Specifically, the plaintiff argued that the FDIC’s proceedings violate the Seventh Amendment by seeking to impose civil monetary penalties through an ALJ acting as a “fact-finder” instead of through a jury in an Article III court. The plaintiff emphasized the Seventh Amendment preserves the right to a jury trial in suits at common law, and that civil penalties are a type of remedy that historically are to be imposed by a jury. The complaint cited Supreme Court rulings, such as SEC v. Jarkesy, to support the argument that the imposition of such penalties by an ALJ, rather than a jury, is unconstitutional.
Additionally, the plaintiff contended ALJs are unconstitutionally insulated from presidential oversight due to two layers of removal protection — “that is, when the ALJs are removable only for cause, by officials who themselves are removable only for cause” — which violates Article II of the Constitution. The plaintiff alleged his lack of removal protection of FDIC ALJs “produces an administrative bureaucracy that operates on regulated parties without the constitutionally required ‘degree of electoral accountability.’” In sum, the plaintiff sought a court declaration that the FDIC’s structure and proceedings are unconstitutional, an injunction to halt the current administrative proceedings, and a permanent injunction to prevent the FDIC from pursuing penalties in this manner. The plaintiff also requested the return of privileged documents obtained by the FDIC and compensation for legal costs.

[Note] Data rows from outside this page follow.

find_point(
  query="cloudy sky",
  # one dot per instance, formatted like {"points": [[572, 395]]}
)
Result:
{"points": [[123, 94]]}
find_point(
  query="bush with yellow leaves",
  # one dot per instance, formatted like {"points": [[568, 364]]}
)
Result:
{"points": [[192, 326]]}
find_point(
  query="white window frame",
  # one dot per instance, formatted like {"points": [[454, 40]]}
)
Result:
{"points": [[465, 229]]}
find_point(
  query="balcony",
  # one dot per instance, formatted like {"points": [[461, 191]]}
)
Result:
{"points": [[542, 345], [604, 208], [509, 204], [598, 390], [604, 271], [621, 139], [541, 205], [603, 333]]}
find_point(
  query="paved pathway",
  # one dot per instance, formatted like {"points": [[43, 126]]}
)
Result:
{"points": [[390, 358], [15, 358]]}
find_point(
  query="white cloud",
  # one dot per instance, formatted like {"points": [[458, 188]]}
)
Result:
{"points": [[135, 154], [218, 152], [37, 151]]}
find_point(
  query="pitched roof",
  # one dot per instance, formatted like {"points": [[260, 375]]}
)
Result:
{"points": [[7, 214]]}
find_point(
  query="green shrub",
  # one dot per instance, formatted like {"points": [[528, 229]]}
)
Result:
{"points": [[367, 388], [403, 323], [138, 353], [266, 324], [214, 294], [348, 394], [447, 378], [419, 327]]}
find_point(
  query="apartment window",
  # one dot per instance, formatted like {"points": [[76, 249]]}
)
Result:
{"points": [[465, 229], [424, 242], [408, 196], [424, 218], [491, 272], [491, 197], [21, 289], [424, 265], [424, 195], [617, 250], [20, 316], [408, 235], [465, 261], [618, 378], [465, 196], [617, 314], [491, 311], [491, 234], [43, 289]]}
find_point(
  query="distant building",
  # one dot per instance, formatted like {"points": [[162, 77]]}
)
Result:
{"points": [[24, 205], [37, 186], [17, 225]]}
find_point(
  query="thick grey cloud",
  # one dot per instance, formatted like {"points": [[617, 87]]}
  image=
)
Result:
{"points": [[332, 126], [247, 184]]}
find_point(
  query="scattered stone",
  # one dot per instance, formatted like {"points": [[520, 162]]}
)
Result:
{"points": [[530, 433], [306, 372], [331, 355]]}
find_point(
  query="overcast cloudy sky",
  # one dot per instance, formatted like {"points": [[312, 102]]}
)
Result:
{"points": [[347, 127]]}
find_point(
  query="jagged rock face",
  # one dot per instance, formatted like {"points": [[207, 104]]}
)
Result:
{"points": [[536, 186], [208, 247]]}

5th Circuit: The CFPB’s payday lender rule will begin in March 2025
On November 25, the U.S. Court of Appeals for the Fifth Circuit granted motions for clarification from both the appellants and the appellees to specify that the court’s stay will be lifted on March 30, 2025, for the CFPB’s payday lending rule. As previously covered by InfoBytes, the CFPB announced its payday lender rule will take effect on March 30, 2025, and this order issued by the appellate court confirms such date. The court’s decision modifies the order entered October 14, 2021, and specifies that March 30, 2025, is 286 days following the U.S. Supreme Court’s judgment in the case. Most recently in this case, the 5th Circuit denied rehearing en banc (covered by InfoBytes here).